19. Bölüm

1.1K 88 35
                                    


Selam okurlar!

Söyleyecek bir şey olmadığına göre...

Let's start!

--------------

Hyun Jae'nin ağzından

Jungkook kucağında Hyun Jung ile birlikte araca bindiğinde biz çoktan arka koltukları yatırmış geniş alanı sağlamıştık.

Hyun Jung'un kolu hiç iyi durmuyordu ve zaten narin olan yapısı bununla epey zedelenmişti. Onun bu halini görmemle kendimi tutmayı bırakıp sinirden akıtacağım göz yaşlarımla gözlerimi kapattım. Ellerimi saçlarıma daldırdım ve yumruklarımı sıktım.

Bana sarılan kollarla karşımdaki göğse başımı yasladım. Kulaklarıma dolan Jin'in sesiyle kafamı kaldırdım.

- Kolu derin. Dikiş gerektiriyor. Hastaneye gitmeliyiz.

Namjoon arabayı çalıştırdı ve hızla sürdü. Jungkook sinirle soluyor ve tahminimce sinirden göz yaşları döküyordu. Bense başımı Taehyung'un göğsüne yaslamış düşünüyordum.

Bunu ona yapan kimdi?

Bu düşünceyle karşıma çıkan şıklar arasında gidip geldim.

Öncelikle bu bir kızdı. Hoseok adındaki adam olamazdı. Ya da Hyun Jung'un çok sevgili(!) abisi Jo Won.

Dolayısıyla elimizde iki şık kalıyordu.

Dae ve Hee Ji.

Miras bakımından düşününce bu Dae olmalıydı. Sonuçta Jungkook mirasa sahip diğer vasisti. Dae'den daha büyük bir parçaya sahip olmalıydı.

Peki ya "sevdiğim adam" mevzusu? Dae Jimin'i sevmiyor muydu? Hee Ji olma ihtimali her türlü daha düşüktü ama göz önünde bulundurup konuşmamız gerekiyordu.

En sonunda hastaneye geldiğimizi fark ettiğimde Jungkook kucağında Hyun Jung ile ilerliyordu. Hep birlikte peşleri sıra gittiğimizde Jin'in, Hyun Jung'un bacağına ve yüzüne pansuman yaptığını ve bacağını sardığını gördüm.
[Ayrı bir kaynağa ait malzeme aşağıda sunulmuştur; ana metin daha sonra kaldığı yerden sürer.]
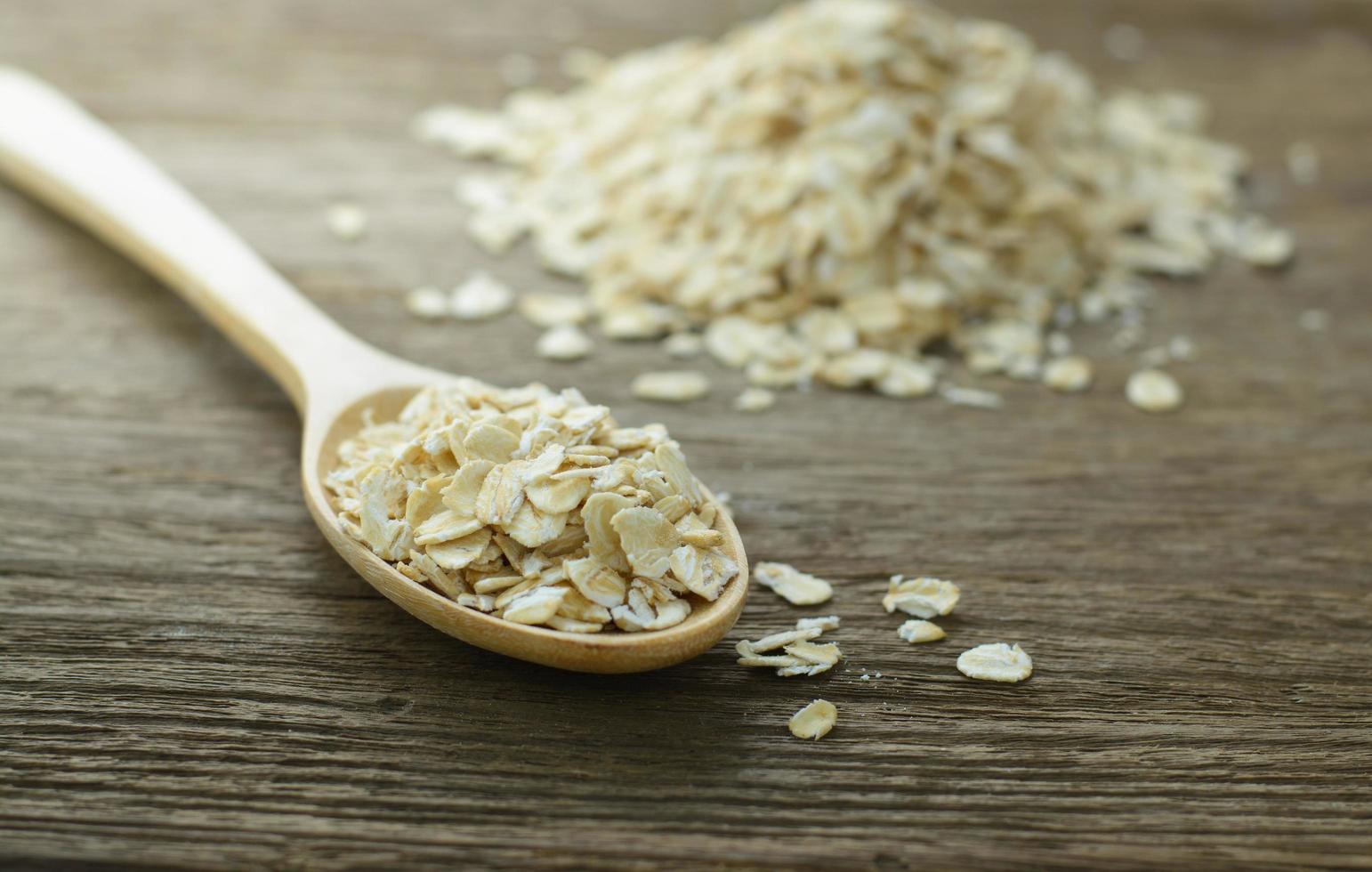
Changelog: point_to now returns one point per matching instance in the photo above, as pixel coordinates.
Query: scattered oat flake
(995, 663)
(683, 344)
(916, 633)
(566, 342)
(790, 585)
(755, 400)
(1182, 349)
(1315, 319)
(970, 397)
(1153, 390)
(1070, 375)
(1126, 43)
(480, 296)
(346, 221)
(551, 311)
(924, 597)
(815, 720)
(829, 621)
(670, 385)
(518, 70)
(428, 303)
(1303, 162)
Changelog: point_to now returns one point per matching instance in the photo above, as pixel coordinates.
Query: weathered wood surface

Hareket eden arabada zorlanmadan hızlıca halletmişti.

Jin tanıdığı bir arkadaşına durumu belirtti ve Hyun Jung'u ona teslim etti. Hepimiz operasyon odasının önünde Jung'un çıkmasını beklerken konuşan kimse yoktu.

En sonunda doktor gelip onu görebileceğimizi söylediğinde hızla hep birlikte odaya doluştuk. Hyun Jung uyuyordu, henüz toparlayamamış olması doğaldı. Dediğim gibi, o narin bir yapıdaydı.

Jungkook hızla yanına gitti ve elini tutup sıktıktan sonra yanaklarını öpücüğe boğdu. Başımı sağa sola sallarken burnumu çektim ve istemsizce sırıttım.

Jungkook geri çekildiği esnada kızlarla hızla yanına gittik.

- Neden uyanmadı?

Jungkook'un sorusuna biraz endişe biraz korku hakimdi. Onu rahatlatmak adına gülümsedim ve cevapladım,

- Henüz yeni dikiş atıldı ve kan kaybı da yaşadı. Hyun Jung'un yapısı narindir ama yinede güçlüdür. Uzun sürmez uyanması.

Derin bir nefes aldı ve başını sallayıp gözlerini kapattı. Oradaki koltuklara kızlarla kendimizi bıraktık ve Yi Ryeon başını omzuma koyarak orada uyuyakaldı. Jungkook hariç çocuklar odadan çıkmıştı. Solumdaki Gong Shil de bana yaslanıp orada uyudu. Ben de kendimi tutamadım ve başımı Yi Ryeon'a yaslayarak uyudum.

Orada ne kadar uyuduk bilmiyordum. Uyandığımda kızları da uyandırdım. Jungkook eli Hyun Jung'unkine kenetlenmiş, başını da Jung'un yanına koymuş bir şekilde uyuyordu. O sırada içeri giren doktor önlüklü gence kaşlarımı çatarak baktım.